Architecture - Talend Data Management Platform 5.6

EnrichVersion
5.6
EnrichProdName
Talend Data Management Platform
task
Design and Development
Data Quality and Preparation
Installation and Upgrade
Deployment
Administration and Monitoring
EnrichPlatform
Talend DQ Portal
Talend Activity Monitoring Console
Talend Artifact Repository
Talend Administration Center
Talend Runtime
Talend Log Server
Talend Studio
Talend JobServer
Talend CommandLine

Architecture - Talend Data Management 5.6

This article describes the logical and physical architecture of Talend Data Management product.

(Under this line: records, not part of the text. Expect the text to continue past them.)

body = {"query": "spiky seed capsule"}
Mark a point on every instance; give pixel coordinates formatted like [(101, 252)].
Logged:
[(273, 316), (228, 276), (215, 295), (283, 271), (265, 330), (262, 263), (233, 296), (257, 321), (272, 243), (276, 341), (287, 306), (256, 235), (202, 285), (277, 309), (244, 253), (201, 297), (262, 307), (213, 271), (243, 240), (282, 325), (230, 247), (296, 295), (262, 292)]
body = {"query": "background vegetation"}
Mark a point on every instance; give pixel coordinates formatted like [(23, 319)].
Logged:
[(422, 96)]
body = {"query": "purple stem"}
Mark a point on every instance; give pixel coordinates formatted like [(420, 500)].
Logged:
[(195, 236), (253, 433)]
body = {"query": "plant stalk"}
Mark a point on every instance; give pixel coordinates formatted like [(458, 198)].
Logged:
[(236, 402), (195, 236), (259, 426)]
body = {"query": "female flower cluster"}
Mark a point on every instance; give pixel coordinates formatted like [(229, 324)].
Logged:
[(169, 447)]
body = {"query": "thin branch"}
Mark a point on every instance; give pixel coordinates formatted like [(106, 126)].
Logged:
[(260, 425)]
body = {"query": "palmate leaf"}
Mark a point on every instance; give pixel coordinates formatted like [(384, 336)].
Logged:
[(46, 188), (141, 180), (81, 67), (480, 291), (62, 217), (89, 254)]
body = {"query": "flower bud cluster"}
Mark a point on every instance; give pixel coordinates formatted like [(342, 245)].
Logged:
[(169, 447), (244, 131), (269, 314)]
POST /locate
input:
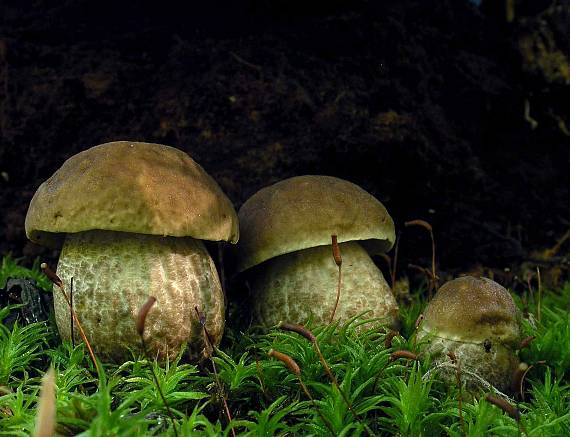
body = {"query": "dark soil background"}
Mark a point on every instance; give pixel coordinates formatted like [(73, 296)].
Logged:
[(445, 111)]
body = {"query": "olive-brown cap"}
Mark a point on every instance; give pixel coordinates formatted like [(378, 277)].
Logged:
[(133, 187), (303, 212), (472, 310)]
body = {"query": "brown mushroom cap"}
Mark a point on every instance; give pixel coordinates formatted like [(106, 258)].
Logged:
[(472, 310), (303, 212), (133, 187)]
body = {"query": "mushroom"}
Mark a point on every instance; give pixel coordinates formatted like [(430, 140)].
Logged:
[(129, 218), (285, 251), (476, 321)]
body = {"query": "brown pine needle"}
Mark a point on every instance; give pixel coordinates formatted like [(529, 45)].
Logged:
[(526, 342), (141, 317), (428, 227), (210, 347), (299, 329), (455, 362), (389, 337), (338, 261), (59, 283), (407, 355), (504, 405), (46, 409), (518, 378), (294, 368)]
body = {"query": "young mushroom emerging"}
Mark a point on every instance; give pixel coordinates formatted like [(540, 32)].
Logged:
[(129, 218), (476, 321), (285, 248)]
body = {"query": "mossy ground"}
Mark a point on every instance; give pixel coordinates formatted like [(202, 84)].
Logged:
[(264, 398)]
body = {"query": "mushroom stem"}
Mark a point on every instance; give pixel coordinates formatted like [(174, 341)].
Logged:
[(297, 286), (114, 274)]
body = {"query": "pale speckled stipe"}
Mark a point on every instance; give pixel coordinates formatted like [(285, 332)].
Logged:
[(114, 273), (303, 284)]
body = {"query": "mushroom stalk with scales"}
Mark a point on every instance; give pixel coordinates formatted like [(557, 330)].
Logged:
[(129, 218), (285, 251)]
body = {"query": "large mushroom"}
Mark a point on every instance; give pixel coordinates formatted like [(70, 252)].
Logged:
[(129, 218), (476, 321), (285, 251)]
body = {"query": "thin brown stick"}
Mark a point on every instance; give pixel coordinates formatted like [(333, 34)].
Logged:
[(455, 362), (210, 347), (59, 283), (338, 261), (389, 337), (538, 312), (407, 355), (294, 368), (46, 410), (504, 405), (289, 362), (244, 62), (143, 312), (526, 342), (518, 378), (71, 312), (395, 261), (140, 325), (301, 330), (428, 227)]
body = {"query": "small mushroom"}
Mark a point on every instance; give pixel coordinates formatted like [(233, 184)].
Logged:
[(285, 251), (129, 218), (476, 321)]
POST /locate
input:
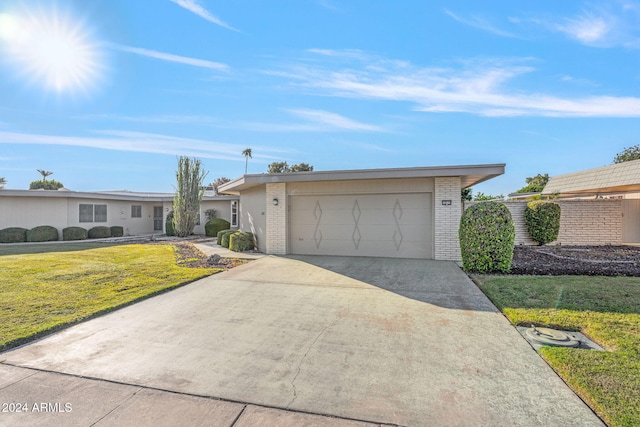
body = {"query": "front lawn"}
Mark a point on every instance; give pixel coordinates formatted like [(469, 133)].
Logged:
[(42, 292), (607, 309)]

The information below also applies to all Talend Platform products that include Data Integration (DI) and Data Quality (DQ), namely:

  • Talend Big Data Platform
  • Talend Platform for Data Services
  • Talend Platform for Data Services with Big Data
  • Talend MDM Platform
  • Talend Platform for MDM with Big Data
  • Talend Platform for Enterprise Integration
  • Talend Platform for Enterprise Integration with Big Data
  • Talend Platform - Universal

High Level Architecture

The figure below shows the logical architecture for the Talend Data Management product. It provides a rich set of data integration and data quality features.

The key capabilities are:

  • Connects to more than 800 data sources and applications, thereby minimizing coding
  • Shared repository facilitates team collaboration
  • Advanced management and monitoring tools simplifies deployment and tuning
  • Easily deploy batch jobs to Amazon EC2
  • Runs natively on Java and SQL (for ELT jobs)

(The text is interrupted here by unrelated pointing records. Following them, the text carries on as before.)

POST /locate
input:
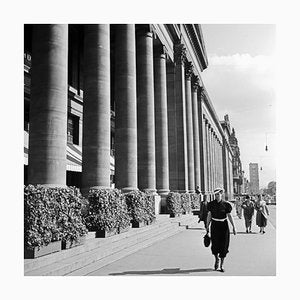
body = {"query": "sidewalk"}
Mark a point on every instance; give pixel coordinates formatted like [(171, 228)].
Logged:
[(184, 254)]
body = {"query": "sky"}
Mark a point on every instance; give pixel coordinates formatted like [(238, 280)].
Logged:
[(240, 81)]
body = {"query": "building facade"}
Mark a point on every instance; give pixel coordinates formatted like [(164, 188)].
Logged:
[(236, 163), (254, 178), (121, 106)]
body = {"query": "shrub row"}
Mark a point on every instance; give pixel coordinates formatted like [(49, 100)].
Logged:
[(140, 206), (178, 203), (52, 214), (107, 210)]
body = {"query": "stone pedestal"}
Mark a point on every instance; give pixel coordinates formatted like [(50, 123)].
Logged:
[(157, 203)]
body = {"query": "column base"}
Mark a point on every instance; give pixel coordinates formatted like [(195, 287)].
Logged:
[(128, 190), (181, 191), (157, 204), (53, 185)]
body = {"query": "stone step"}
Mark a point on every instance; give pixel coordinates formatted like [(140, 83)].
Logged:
[(89, 269), (67, 261), (73, 263), (90, 244)]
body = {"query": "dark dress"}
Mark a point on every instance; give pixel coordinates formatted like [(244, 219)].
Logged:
[(219, 229), (248, 213), (203, 211)]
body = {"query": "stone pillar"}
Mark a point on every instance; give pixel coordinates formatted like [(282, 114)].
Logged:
[(145, 108), (202, 145), (96, 108), (180, 114), (210, 161), (195, 84), (213, 160), (189, 125), (48, 105), (161, 122), (125, 105), (173, 176)]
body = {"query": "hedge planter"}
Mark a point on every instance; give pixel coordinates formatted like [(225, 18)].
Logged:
[(122, 230), (137, 224), (151, 222), (68, 244), (43, 250), (172, 215), (106, 233)]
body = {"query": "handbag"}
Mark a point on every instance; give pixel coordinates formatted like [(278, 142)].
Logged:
[(206, 240)]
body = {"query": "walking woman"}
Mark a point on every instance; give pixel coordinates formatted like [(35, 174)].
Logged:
[(218, 213), (238, 207), (248, 208), (262, 213)]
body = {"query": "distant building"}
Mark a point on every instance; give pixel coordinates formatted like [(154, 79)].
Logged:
[(254, 178), (236, 163)]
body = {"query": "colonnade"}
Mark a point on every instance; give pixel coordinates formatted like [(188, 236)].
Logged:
[(160, 141), (213, 158)]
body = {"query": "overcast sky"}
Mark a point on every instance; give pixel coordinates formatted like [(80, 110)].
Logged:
[(240, 81)]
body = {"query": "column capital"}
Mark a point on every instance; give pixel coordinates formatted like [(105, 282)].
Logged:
[(160, 51), (188, 70), (180, 53), (144, 30), (195, 83)]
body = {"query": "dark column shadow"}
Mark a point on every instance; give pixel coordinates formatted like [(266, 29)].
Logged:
[(164, 271)]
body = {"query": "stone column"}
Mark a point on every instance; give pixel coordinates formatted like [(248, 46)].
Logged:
[(161, 122), (180, 114), (189, 125), (195, 84), (208, 187), (145, 108), (210, 161), (173, 176), (213, 159), (96, 108), (125, 105), (48, 105), (202, 146)]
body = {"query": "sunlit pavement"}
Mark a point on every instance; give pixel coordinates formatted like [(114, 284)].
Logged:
[(184, 254)]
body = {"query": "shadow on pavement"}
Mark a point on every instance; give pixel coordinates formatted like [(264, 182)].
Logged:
[(164, 271)]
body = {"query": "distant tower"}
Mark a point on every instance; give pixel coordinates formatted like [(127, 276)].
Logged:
[(254, 178)]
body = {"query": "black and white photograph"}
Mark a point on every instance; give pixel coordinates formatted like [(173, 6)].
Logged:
[(137, 141), (150, 152)]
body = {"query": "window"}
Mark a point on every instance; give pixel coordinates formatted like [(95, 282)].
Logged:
[(73, 130)]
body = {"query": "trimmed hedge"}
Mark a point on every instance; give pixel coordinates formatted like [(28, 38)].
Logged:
[(174, 206), (52, 214), (107, 210), (140, 206), (186, 203), (195, 201)]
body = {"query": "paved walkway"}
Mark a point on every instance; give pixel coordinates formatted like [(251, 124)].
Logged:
[(184, 254)]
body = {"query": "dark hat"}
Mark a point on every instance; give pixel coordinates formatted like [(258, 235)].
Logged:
[(218, 190)]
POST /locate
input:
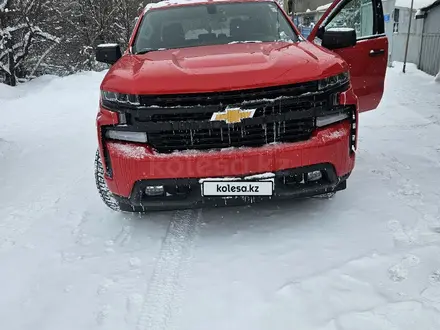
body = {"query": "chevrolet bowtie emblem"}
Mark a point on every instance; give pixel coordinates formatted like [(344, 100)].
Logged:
[(233, 115)]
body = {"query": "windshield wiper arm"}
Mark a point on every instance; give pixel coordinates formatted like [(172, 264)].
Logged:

Talend Software Components

Talend Data Management is bundled with the following software components:

  • Talend Studio
  • Talend Administration Center
  • Subversion
  • CommandLine
  • Talend JobServer or Talend Runtime (Runtime contains a JobServer)
  • Talend Activity Monitoring Console
  • Talend Log Server
  • Artifact Repository (Archiva for software update and Nexus/Archiva for publishing compiled artifacts)
  • Talend Data Quality Portal
  • Talend Data Stewardship Console (DSC)

Talend Studio

The Talend Studio is used to develop and build data integration jobs.

The key features are:
  • Business oriented process modelling
  • Graphical Development
  • Broadest Connectivity (900+ components)
  • Real-time debugging
  • Auto Documentation
  • Shared Artifact Repository
  • Monitoring of processes
  • Data profiling and matching

The Talend Studio uses perspectives to focus developers on various tasks. Perspectives present a set of features relevant to the current task. Features are activated by the proper license.

The perspectives are:

  • Integration
  • Mediation (Routing)
  • MDM
  • BPM
  • Profiling
  • Talend Data Mapper
  • Component Designer

The studio is based on Eclipse 3.6 RCP (Rich Client Platform). Only Eclipse plugins allowed by the Talend license can be used within the Talend Studio. All features are license activated.

Talend Administration Center

The Talend Administration Center is a server component that enables the following:
  • Environment Configuration
  • User/Role Administration
  • Project Administration
  • Authorization
  • Tasks Scheduling and Execution (Job Conductor)
  • Monitoring
  • Recovery & Restart of Tasks

The Talend Administration Center (also commonly referred to as TAC) is a web application that can be hosted on Tomcat, JBoss and/or Weblogic. It is a fully compliant web application and comes packaged as a war file. It also controls the access to other Talend applications like the Talend Activity Monitoring Console, Drools Guvnor, Kibana, Talend Artifact Repository and others.

In general, only one Talend Administration Center is needed per Talend environment.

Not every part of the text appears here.